Le Facebook que nous connaissons aujourd’hui (en 2012) est très différent de celui que nous avons connu en 2010, et encore plus de ce qu’il était en 2007 (cf. L’impact des changements de Facebook pour les utilisateurs, les annonceurs et les fournisseurs de contenu et Pourquoi les Timeline Applications vont vous forcer à repenser votre présence sur Facebook). Bref, c’est une plateforme sociale en permanente évolution qui, non content d’avoir une position dominante, cherche à accroitre encore cette domination. Puisqu’ils vont très prochainement récolter plusieurs milliards de $ en bourse pour financer cette évolution, la grande question est maintenant de savoir dans quelle direction va se faire cette évolution. Je pense que le plus simple pour trouver une réponse à cette question est de s’intéresser au modèle dont ils souhaitent s’éloigner et de comparer les options à ce qui a été fait par le passé.

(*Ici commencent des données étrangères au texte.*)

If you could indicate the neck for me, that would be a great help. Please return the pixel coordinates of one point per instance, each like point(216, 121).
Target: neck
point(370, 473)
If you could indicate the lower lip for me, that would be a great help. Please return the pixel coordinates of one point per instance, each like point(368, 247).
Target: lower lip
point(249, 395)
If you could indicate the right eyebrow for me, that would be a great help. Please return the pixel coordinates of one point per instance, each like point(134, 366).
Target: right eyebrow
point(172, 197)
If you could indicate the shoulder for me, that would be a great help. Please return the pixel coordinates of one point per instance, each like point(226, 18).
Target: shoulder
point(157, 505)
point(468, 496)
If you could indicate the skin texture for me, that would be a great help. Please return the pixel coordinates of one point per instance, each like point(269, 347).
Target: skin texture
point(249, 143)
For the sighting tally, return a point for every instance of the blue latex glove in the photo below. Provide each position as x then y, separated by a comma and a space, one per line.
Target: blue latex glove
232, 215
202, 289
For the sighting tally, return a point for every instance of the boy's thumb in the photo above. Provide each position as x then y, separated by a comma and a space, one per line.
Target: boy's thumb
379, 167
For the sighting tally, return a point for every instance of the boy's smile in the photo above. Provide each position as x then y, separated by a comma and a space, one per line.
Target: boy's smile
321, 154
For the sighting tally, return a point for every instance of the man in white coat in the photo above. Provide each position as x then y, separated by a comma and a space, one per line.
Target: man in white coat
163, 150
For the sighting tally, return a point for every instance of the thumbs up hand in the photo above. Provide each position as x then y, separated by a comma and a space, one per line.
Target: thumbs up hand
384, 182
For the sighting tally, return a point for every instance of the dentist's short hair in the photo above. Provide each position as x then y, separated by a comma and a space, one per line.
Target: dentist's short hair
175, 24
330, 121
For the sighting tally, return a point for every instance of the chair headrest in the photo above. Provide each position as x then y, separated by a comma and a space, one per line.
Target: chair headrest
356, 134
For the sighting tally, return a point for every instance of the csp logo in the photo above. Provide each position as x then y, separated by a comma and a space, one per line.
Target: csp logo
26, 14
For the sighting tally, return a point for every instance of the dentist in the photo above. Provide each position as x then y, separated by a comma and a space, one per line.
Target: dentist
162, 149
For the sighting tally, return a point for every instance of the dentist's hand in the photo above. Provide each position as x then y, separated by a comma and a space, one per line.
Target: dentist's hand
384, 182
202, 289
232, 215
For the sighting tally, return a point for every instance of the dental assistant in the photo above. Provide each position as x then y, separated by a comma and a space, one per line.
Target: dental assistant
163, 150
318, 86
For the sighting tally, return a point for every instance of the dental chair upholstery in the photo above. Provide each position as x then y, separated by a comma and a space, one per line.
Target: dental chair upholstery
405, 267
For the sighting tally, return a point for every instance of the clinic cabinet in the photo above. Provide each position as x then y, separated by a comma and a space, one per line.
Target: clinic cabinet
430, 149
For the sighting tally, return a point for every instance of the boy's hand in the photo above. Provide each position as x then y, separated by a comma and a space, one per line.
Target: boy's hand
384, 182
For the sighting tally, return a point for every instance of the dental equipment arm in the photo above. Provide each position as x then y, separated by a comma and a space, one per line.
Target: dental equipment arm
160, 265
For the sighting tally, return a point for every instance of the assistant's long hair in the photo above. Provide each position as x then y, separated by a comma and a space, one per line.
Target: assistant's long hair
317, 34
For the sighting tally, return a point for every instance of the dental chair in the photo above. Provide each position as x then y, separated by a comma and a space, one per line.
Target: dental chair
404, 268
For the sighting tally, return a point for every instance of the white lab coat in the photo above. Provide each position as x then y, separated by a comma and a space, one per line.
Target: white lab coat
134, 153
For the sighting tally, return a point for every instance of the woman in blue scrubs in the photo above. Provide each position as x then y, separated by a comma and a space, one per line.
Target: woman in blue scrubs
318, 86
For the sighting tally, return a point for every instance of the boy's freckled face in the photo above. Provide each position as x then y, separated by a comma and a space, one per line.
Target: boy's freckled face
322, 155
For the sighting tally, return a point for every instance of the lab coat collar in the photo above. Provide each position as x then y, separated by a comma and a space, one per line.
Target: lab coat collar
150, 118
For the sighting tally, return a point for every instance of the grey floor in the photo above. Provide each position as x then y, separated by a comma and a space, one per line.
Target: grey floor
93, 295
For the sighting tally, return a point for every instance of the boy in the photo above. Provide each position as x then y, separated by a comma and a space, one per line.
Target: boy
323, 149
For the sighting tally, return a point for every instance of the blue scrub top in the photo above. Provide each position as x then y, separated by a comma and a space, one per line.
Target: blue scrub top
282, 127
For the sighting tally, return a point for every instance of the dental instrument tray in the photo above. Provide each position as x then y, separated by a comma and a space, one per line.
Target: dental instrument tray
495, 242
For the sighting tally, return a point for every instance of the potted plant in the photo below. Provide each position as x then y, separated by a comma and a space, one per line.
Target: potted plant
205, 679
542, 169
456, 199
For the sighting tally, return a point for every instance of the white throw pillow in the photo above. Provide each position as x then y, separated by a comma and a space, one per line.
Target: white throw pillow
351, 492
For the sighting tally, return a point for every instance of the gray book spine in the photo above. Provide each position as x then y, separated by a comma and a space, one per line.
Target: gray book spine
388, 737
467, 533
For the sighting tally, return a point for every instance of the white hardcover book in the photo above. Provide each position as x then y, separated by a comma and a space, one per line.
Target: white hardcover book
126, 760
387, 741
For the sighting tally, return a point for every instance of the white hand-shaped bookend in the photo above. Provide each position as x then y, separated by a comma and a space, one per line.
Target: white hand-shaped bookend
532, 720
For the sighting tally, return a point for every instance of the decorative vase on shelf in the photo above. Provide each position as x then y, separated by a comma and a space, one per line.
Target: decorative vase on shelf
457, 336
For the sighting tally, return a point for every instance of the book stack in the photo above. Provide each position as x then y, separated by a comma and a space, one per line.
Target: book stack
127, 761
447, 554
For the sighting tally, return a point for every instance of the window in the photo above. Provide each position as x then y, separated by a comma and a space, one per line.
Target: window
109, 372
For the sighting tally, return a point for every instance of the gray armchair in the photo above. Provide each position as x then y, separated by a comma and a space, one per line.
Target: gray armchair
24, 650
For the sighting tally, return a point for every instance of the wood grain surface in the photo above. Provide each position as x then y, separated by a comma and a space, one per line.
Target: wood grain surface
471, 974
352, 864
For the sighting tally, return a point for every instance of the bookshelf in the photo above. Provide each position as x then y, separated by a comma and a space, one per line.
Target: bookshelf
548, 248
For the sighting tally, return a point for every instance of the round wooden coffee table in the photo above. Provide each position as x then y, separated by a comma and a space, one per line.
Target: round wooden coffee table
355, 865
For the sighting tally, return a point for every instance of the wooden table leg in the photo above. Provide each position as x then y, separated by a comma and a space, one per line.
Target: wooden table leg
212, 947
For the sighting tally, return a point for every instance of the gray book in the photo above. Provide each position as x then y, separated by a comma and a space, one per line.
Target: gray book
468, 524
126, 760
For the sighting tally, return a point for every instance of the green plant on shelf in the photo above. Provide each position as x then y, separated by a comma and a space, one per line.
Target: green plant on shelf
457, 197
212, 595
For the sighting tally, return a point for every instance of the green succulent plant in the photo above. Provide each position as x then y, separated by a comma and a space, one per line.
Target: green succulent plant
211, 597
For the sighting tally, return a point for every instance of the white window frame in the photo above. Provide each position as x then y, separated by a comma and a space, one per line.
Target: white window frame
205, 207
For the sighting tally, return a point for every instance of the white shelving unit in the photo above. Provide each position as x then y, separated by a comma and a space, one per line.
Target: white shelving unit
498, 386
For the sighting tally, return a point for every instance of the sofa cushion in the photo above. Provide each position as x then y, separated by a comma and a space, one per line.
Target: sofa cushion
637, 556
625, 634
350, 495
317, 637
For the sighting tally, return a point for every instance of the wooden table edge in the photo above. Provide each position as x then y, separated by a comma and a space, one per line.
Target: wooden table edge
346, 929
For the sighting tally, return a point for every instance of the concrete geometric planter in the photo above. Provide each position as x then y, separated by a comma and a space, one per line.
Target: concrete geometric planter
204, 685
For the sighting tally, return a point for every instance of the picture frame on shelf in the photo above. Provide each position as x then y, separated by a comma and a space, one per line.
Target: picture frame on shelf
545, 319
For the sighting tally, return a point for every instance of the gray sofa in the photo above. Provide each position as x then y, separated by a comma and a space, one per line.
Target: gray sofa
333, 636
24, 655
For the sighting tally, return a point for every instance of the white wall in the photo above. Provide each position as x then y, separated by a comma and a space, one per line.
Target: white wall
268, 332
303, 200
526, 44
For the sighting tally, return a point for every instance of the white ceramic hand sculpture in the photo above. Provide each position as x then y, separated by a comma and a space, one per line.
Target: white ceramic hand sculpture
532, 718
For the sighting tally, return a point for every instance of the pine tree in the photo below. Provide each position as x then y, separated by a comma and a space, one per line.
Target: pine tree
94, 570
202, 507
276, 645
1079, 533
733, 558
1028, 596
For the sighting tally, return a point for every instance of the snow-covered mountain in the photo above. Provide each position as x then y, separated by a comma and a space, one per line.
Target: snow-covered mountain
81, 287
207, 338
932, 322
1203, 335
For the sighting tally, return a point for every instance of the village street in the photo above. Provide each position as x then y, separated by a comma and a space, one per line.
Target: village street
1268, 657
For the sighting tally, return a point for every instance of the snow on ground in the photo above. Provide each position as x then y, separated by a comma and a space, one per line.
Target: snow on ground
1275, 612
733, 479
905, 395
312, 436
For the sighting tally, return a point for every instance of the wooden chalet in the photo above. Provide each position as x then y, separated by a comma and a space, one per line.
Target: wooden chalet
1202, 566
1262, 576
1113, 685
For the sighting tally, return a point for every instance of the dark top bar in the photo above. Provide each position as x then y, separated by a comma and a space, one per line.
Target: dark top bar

Du réseau d’étudiant à la plateforme sociale

Si l’on revient aux débuts de Facebook, le service était donc un réseau social servant à mettre en relation les étudiants entre eux. Puis ils ont ouvert le réseau aux internautes, lancé la plateforme pour héberger des applications et mettre à disposition les social widgets et autres boutons Like. Jusqu’à l’année dernière, Facebook était donc une plateforme social pour retrouver et interagir avec ses amis, ainsi qu’une plateforme pour les jeux et applications. Le trésor de guerre de Facebook était les profils des membres, son objectif était de personnaliser l’expérience des internautes en fonction de leur profil (sur et en dehors de Facebook).

FB_Nike

Avoir une page sur cette plateforme et/ou y faire héberger des applications est gratuit. Facebook était considéré comme un Earned Media, un espace d’expression où la visibilité était fonction de l’intérêt que les utilisateurs portaient à vos contenus. L’essentiel du travail des annonceurs était de gagner l’attention des internautes sur Facebook ou ailleurs, notamment au travers des boutons Like.

Earn_Bought_Owned

Le modèle économique de Facebook était de vendre des espaces publicitaires (des bannières au CPM ou CPC) pour générer du trafic sur les pages ou applications des annonceurs. Ces derniers exploitaient ces bannières pour grossir le nombre de fans et en convertir le plus possible pour alimenter leurs bases. La priorité de Facebook était donc d’augmenter le nombre d’utilisateurs pour générer plus de pages vues et placer ainsi plus de bannières (les pros appellent ça “augmenter le stock“). Le problème est que ce modèle fonctionnait bien, peut-être trop bien, et que la plateforme était devenue un gros foutoir où les annonceurs utilisaient tous les moyens à leur disposition pour ramener du membre sur leur page et les convertir à tout prix.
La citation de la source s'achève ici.